EBV reactivation is one of the pivotal steps in developing any EBV-associated complications such as cancer. Many types of biological agents, including bacteria, viruses, fungi, and protozoa have been reported to reactivate EBV. In one way, some of these biological entities can either directly interact with EBV-infected cells to drive the EBV reactivation as seen in the case of Pl. falciparum-driven BCR stimulation and EBV reactivation (Fig. 4).

In another way, the biological agents can modulate nearby microenvironments or produce molecules that may stimulate the cell for EBV lytic cycle progression as seen in the case of Helicobacter pylori, periodontal pathogens, Aspergillus flavus, etc. Most of the viruses can drive the process from inside the cells to activate lytic gene promotors as observed in the case of HSV-1 and HHV6.

We also additionally have shown here the host proteins interacting with SARS-CoV-2 protein and having a potential role in EBV reactivation. This information would be important for gaining additional insight into SARS-CoV-2-mediated EBV reactivation by further research. There is indeed an increased need to avail the details of biological agents causing EBV reactivation as the main cause of observed complications may stay hidden.
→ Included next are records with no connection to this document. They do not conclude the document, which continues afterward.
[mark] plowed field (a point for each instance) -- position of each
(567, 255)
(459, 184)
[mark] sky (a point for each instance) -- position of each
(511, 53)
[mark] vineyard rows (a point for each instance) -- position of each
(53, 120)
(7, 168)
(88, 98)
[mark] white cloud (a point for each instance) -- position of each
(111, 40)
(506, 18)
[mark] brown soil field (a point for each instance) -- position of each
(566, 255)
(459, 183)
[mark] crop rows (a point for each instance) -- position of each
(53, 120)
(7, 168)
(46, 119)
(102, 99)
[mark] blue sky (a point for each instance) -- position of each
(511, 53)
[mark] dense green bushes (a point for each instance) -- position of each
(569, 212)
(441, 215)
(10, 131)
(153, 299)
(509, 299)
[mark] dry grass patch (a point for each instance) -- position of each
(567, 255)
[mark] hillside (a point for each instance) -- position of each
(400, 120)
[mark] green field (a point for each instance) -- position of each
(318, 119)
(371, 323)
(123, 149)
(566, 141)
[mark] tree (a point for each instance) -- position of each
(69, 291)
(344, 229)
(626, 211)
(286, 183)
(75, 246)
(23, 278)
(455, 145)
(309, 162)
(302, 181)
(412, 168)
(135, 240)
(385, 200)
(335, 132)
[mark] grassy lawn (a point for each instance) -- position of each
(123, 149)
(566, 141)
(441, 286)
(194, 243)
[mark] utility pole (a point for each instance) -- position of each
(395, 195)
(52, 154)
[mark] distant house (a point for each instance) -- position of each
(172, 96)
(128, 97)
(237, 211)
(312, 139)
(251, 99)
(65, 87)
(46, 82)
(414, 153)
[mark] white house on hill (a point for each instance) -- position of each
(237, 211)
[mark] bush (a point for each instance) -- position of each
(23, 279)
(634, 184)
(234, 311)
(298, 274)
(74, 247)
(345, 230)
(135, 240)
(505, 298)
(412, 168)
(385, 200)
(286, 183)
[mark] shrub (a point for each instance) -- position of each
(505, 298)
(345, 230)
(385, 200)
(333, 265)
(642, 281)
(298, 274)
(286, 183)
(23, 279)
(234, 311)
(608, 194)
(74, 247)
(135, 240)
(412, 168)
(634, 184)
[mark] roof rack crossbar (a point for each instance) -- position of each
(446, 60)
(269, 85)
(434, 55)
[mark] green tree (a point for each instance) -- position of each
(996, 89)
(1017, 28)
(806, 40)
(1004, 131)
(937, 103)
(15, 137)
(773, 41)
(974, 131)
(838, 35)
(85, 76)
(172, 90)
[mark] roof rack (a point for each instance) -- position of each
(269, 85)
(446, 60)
The original culprit of EBV-associated complications could actually be some other biological agents as observed in case of the development of Burkitt’s lymphoma post malaria-mediated EBV reactivation. Future research will help in understanding the interplay of pathogens playing role in EBV reactivation. It may aid in developing therapeutic interventions to minimize the complications associated with such scenarios.